Still fascinated by socialites and “high society”, the film was a huge success and Katharine Hepburn won great acclaim for both her performance on Broadway and her transfer of it to film. Her collaboration with Adrian on the gowns designed for the film present some of the most lovely and powerful looks of the early 40s!
Katharine Hepburn plays Tracy Lord, a spoiled heiress who sets impossibly high standards for the people around her, including the men in her life. The first few outfits she wears reflect her sense of superiority. They are all a variation of the shirt and “slacks” ensemble and one that Hepburn herself popularised in the 1940s.
The first traditionally feminine outfit that Tracy wears is when she is mocking the idea of the perfect hostess; social and gracious and dripping with sarcasm! It’s a brilliant scene, superbly acted by Hepburn and perfectly complimented by James Stewart and Ruth Hussy as reporters who have arrived to cover Tracy’s wedding. Their comic timing is sophisticated and tight and Tracy’s overly-ruffled dress reflects the silliness of the situation and her disdain for the very thing she is mocking.

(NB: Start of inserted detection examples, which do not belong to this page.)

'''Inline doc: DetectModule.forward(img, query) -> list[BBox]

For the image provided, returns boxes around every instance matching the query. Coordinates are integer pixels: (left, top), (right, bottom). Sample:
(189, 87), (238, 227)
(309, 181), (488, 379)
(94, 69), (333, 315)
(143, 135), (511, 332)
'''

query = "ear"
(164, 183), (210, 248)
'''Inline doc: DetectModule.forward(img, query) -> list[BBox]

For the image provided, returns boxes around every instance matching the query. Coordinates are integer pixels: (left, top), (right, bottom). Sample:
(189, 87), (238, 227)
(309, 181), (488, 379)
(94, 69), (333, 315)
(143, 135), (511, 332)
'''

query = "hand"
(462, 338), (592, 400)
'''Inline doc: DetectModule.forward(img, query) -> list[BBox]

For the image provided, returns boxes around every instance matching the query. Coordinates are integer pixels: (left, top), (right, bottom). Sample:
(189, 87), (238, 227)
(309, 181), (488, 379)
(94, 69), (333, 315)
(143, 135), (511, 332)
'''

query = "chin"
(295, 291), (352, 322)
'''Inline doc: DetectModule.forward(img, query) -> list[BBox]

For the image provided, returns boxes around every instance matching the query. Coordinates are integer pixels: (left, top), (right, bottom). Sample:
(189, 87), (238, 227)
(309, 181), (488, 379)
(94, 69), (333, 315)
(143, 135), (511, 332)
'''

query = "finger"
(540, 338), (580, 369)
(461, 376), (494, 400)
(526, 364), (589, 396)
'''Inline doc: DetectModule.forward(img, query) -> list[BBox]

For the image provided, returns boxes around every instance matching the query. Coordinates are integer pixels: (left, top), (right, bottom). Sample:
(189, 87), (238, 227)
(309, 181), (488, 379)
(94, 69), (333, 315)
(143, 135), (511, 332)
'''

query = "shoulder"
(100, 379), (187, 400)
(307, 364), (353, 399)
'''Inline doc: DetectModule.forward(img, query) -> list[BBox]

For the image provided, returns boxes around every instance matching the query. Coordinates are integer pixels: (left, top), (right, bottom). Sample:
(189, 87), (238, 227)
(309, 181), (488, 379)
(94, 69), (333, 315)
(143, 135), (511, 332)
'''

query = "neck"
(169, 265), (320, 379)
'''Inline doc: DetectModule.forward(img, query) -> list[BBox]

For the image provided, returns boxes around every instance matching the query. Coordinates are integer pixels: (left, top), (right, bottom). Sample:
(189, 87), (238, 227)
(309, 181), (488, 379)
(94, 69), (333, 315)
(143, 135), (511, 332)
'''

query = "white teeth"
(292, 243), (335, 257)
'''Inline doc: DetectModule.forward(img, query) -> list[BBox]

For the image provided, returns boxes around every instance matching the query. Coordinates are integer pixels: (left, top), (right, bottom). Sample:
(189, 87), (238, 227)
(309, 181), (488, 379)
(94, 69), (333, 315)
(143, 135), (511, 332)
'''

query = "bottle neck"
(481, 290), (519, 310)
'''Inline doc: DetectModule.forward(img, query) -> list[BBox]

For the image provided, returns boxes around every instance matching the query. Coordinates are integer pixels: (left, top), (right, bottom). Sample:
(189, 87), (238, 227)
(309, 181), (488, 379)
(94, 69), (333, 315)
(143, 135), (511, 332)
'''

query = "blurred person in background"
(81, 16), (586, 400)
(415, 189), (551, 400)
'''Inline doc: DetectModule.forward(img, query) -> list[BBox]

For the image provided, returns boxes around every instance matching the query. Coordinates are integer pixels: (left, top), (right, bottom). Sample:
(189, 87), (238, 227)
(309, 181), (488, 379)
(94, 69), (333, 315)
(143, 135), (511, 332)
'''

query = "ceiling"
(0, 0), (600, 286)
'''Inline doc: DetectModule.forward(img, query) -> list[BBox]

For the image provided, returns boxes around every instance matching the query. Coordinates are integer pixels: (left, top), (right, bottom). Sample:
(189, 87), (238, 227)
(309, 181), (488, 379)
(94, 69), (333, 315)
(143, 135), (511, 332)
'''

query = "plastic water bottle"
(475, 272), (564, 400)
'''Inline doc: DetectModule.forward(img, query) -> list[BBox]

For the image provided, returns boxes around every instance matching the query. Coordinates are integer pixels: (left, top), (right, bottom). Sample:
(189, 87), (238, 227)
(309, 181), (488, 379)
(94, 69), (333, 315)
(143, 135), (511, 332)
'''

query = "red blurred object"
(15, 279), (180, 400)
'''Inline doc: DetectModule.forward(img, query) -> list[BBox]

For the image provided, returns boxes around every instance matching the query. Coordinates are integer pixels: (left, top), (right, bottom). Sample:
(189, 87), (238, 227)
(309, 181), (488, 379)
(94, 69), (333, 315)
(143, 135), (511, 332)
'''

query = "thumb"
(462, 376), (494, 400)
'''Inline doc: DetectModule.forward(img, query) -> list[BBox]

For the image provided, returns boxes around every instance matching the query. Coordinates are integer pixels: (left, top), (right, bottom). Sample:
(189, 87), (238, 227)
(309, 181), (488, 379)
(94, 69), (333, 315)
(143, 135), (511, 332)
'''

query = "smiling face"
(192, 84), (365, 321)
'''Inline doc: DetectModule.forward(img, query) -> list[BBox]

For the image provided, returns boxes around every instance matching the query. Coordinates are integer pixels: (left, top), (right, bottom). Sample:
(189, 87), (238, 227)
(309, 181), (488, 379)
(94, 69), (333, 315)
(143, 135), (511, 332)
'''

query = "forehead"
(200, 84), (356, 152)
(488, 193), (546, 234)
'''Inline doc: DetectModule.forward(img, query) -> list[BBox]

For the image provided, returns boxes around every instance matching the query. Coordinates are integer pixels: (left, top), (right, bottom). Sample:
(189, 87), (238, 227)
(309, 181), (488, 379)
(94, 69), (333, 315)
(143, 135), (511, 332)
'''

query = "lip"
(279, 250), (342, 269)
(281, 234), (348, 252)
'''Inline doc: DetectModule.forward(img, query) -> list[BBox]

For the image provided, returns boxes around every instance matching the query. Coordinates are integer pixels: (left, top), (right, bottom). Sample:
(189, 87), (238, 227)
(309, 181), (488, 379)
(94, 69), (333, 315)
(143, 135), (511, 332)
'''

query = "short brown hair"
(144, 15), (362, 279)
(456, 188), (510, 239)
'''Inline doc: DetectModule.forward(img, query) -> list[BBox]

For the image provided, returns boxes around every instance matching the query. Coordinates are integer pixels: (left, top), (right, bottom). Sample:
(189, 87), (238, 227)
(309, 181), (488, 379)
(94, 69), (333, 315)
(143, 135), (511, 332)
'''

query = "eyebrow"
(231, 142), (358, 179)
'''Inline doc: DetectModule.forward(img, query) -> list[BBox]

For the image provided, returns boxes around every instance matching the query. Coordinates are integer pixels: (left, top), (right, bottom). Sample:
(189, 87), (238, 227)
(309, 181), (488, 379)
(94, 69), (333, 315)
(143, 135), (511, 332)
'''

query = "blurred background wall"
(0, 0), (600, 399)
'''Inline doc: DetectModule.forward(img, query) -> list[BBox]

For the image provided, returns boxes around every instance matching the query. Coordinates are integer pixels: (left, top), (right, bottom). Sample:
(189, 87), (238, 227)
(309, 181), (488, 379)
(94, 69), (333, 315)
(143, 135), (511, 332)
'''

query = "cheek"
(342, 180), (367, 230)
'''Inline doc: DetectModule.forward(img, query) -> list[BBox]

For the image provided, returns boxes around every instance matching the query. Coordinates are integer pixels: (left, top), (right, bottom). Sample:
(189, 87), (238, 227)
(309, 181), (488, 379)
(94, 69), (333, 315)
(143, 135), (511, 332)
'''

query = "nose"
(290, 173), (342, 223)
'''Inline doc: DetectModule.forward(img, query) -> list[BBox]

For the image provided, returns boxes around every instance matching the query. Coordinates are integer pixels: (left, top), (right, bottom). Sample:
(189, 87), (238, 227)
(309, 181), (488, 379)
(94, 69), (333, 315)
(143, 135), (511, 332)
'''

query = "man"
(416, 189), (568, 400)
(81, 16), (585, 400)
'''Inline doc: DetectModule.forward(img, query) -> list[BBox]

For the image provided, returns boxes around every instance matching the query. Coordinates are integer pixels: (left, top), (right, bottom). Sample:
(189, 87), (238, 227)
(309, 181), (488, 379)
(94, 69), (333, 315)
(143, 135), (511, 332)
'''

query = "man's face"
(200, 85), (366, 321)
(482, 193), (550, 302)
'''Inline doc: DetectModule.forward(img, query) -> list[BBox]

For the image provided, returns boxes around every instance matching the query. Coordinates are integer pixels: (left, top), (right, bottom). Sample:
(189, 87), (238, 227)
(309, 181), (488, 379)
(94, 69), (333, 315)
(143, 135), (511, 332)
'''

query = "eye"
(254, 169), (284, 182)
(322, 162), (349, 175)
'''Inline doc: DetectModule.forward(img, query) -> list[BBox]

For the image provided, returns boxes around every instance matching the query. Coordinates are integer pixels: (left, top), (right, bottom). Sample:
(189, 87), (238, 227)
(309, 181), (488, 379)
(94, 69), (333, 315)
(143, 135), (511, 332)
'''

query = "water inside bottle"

It is a lovely gown, none the less, and she wears it beautifully.
Most of the outfits worn by Hepburn in the film are designed to suit the character’s state of mind in whichever scene they appear in. When she is feeling vulnerable, she is always half dressed in either a swim suit or a dressing gown but when she is on the defensive, she is either wearing slacks or glamorous gowns representing “no-nonsense” and power.
Perhaps the most famous gown of all, though, is the stunning rayon evening gown that Tracy wears at a party given the night before the wedding. After being balled out by her father for not having an “understanding heart”, Tracy arrives at the party in one of the most glamorous full length, flowing gowns I’ve ever seen! Maybe it’s the way Hepburn holds herself but the dress is just glorious! It’s presentation in the film is, once again, to represent superiority and “goddess-like” high class as Tracy desperately tries to hold onto her beliefs, all the while questioning whether they are right.
As a side note, this is my number one favourite Classic Hollywood gown in any film and I would give anything to see it in person! It still exists and is currently displayed around the world at various costumes exhibitions.
The final gown that Tracy wears is her wedding gown which is a mixture of conventional femininity and modern empowerment. It is made of white organza which was traditionally used to achieve an image of feminine daintiness but it also sports a thick waistband which adds a layer of modernity and shows that even though Tracy has relaxed her guarded ideals and chosen to give her previously failed marriage another try, she is still a strong woman and is slowly beginning to find balance between her pride and her love life.
Most of the costumes designed for Hepburn in the film version of The Philadelphia Story were based on the costumes designed by Valentina for the stage play but Adrian does a wonderful job of reworking them to suit the characters moods and development. They are some of the loveliest and most striking costumes of this early part of the decade and what with Hepburn’s sleekly tailored pant-suits and beautiful rayon evening gown they present an exciting glimpse of just where fashion will head into the 1940s.